Configuration

All configuration lives in .env at your workspace root. The setup wizard (octo init) generates this file, or you can create it manually from .env.example.

Config File Locations

Octo resolves its workspace by walking up from the current directory looking for .octo/ or .env. If none is found, it falls back to platform defaults.

Resolution Order

Walk up from cwd — first directory containing .octo/ or .env
Platform default (if no project workspace found):

Platform	Default Location	State Dir
macOS / Linux	`~`	`~/.octo/`
Windows	`%LOCALAPPDATA%/octo`	`%LOCALAPPDATA%/octo/.octo/`

Override with OCTO_HOME env var — points to the workspace root

Config File Precedence

Octo checks two locations for .env and .mcp.json, loading the first it finds:

File	Primary (checked first)	Fallback
`.env`	`.octo/.env`	`<workspace>/.env`
`.mcp.json`	`.octo/.mcp.json`	`<workspace>/.mcp.json`

For global installs (via uvx or uv tool), keep all config inside ~/.octo/ — create ~/.octo/.env and ~/.octo/.mcp.json. This way Octo works from any directory without a project-local workspace.

LLM Providers

Octo supports 7 providers. You only need to configure one — or mix multiple providers across tiers.

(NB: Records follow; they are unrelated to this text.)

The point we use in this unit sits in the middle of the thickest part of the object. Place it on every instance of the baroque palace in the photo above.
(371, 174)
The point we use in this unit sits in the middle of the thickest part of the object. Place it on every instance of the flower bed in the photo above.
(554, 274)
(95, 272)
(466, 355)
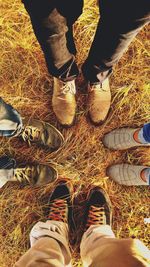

The simplest option — direct API access to Claude models.

ANTHROPIC_API_KEY=sk-ant-...
DEFAULT_MODEL=claude-sonnet-4-5-20250929

Uses Claude models via AWS. Requires AWS credentials with Bedrock access.

AWS_REGION=us-east-1
AWS_ACCESS_KEY_ID=...
AWS_SECRET_ACCESS_KEY=...
DEFAULT_MODEL=us.anthropic.claude-sonnet-4-5-20250929-v1:0

Bedrock model IDs include a region prefix (us., eu.) and version suffix (:0).

OPENAI_API_KEY=sk-...
DEFAULT_MODEL=gpt-4o

AZURE_OPENAI_API_KEY=...
AZURE_OPENAI_ENDPOINT=https://your-resource.openai.azure.com/
AZURE_OPENAI_API_VERSION=2024-12-01-preview
DEFAULT_MODEL=gpt-4o

Free tier available with a GitHub PAT.

GITHUB_TOKEN=ghp_...
DEFAULT_MODEL=github/openai/gpt-4.1

GitHub Models auto-routes to the right LangChain class:

github/claude-* → ChatAnthropic
Everything else → ChatOpenAI

Gemini 2.5 Flash, Pro, and Flash-Lite via Google AI Studio.

GOOGLE_API_KEY=AI...
DEFAULT_MODEL=gemini-2.5-flash

Also accepts GEMINI_API_KEY as an alias. Auto-detects Vertex AI from environment variables.

Any OpenAI-compatible endpoint — vLLM, Ollama, llama.cpp, etc.

OPENAI_API_BASE=http://localhost:8000/v1
DEFAULT_MODEL=local/llama3

The local/ prefix is required to distinguish from the openai provider. API key is optional (defaults to not-needed).

Auto-Detection

The model factory auto-detects the provider from the model name. Use the universal provider/ prefix for explicit routing, or rely on legacy heuristics for unprefixed names:

Model name pattern	Provider
`anthropic/claude-*`	Anthropic (prefix)
`bedrock/eu.anthropic.*`	AWS Bedrock (prefix)
`openai/gpt-*`	OpenAI (prefix)
`gemini/gemini-*`	Google Gemini (prefix)
`local/llama3`	Local / Custom (prefix)
`github/openai/gpt-4.1`	GitHub Models (prefix)
`claude-*`	Anthropic (heuristic)
`gemini-*`	Google Gemini (heuristic)
`eu.anthropic.`, `us.anthropic.`	AWS Bedrock (heuristic)
`gpt-`, `o1-`, `o3-`, `o4-`	OpenAI (heuristic)
`gpt-*` + `AZURE_OPENAI_ENDPOINT` set	Azure OpenAI (heuristic)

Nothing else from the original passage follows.